Cari amiche e amici, compagne e compagni, nel portarvi i saluti del presidente provinciale Nino Boeti, vi ringrazio per il grande onore che mi è stato offerto dall’Anpi di Alpette di poter parlare nel giorno della Liberazione, qui, davanti voi. E l’onore si sposa all’orgoglio di ritornare nel luogo in cui seguii da giornalista dell’Unità, almeno cinque lustri fa, un grande comandante partigiano, dirigente di partito e parlamentare, caro a queste vallate, Ugo Pecchioli. Lo stesso Pecchioli che proprio Alpette volle ricordare in un recente passato con un convegno intenso per la partecipazione affettiva che si registrò. Un convegno privo di retorica, alieno da celebrazioni apodittiche, focalizzato su una figura autorevole. Figure di cui oggi sentiamo, per responsabilità anche nostra, l’assenza, in un panorama sempre più disadorno di quella cultura di autentica unità, scevra da tatticismi di consenso ai piedi dei sondaggi, che seppe esprimere la Guerra di Liberazione con i partiti del Cln.

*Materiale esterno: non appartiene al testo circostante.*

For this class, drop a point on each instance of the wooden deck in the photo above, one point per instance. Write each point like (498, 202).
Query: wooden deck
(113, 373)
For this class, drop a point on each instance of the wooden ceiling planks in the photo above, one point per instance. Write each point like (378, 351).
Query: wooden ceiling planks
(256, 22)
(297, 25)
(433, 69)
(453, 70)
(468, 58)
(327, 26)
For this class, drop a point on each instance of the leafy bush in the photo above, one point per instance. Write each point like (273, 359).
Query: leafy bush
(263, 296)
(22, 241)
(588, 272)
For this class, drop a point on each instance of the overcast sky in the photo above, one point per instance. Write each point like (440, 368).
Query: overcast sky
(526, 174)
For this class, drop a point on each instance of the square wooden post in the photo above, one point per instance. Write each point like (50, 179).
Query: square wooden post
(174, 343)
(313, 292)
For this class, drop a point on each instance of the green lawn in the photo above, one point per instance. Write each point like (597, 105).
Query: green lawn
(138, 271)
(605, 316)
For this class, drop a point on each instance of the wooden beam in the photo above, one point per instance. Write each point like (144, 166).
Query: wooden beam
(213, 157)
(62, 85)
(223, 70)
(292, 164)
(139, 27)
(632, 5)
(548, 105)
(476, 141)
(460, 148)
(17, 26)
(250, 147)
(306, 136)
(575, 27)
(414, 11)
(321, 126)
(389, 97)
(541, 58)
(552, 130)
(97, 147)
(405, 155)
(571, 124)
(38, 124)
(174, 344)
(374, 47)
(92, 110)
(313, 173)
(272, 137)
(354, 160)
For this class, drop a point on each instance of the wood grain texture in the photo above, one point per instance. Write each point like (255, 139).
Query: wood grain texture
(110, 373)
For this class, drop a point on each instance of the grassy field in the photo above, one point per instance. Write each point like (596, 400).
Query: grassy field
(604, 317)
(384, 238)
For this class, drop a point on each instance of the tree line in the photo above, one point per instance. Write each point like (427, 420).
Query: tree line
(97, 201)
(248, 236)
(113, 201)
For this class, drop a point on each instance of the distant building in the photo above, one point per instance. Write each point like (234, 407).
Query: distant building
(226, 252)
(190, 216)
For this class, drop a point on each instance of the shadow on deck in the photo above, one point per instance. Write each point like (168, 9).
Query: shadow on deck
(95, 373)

Partiti che seppero dirigerla, senza smarrire la rotta con avventate fughe in avanti, ma neppure precipitose ritirate o fughe all’indietro, perché proprio nei momenti di estrema difficoltà emerse la forza di condividere il fine ultimo di una lotta impari: la liberazione del nostro Paese dall’occupazione nazifascista. Di quei momenti ardui e controversi, uno su tutti: il proclama del maresciallo Alexander, che nel novembre del 1944 invitò i gruppi partigiani al “letargo”, a rifugiarsi nelle case, ad abbandonare le armi. In quella circostanza, i partiti e il movimento partigiano compatti dissero no. E lo dissero senza giri di parole. Risposero con i fatti. Respinsero l’invito di chi voleva spuntare per ragioni di equilibrio internazionale la lotta armata, e insieme devitalizzare l’orgoglio ritrovato di un intero popolo e di un esercito che, pur nelle contraddizioni di un giuramento a una monarchia codarda e a un re fellone, risaliva la penisola con i suoi gruppi di combattimento, accanto alle truppe alleate.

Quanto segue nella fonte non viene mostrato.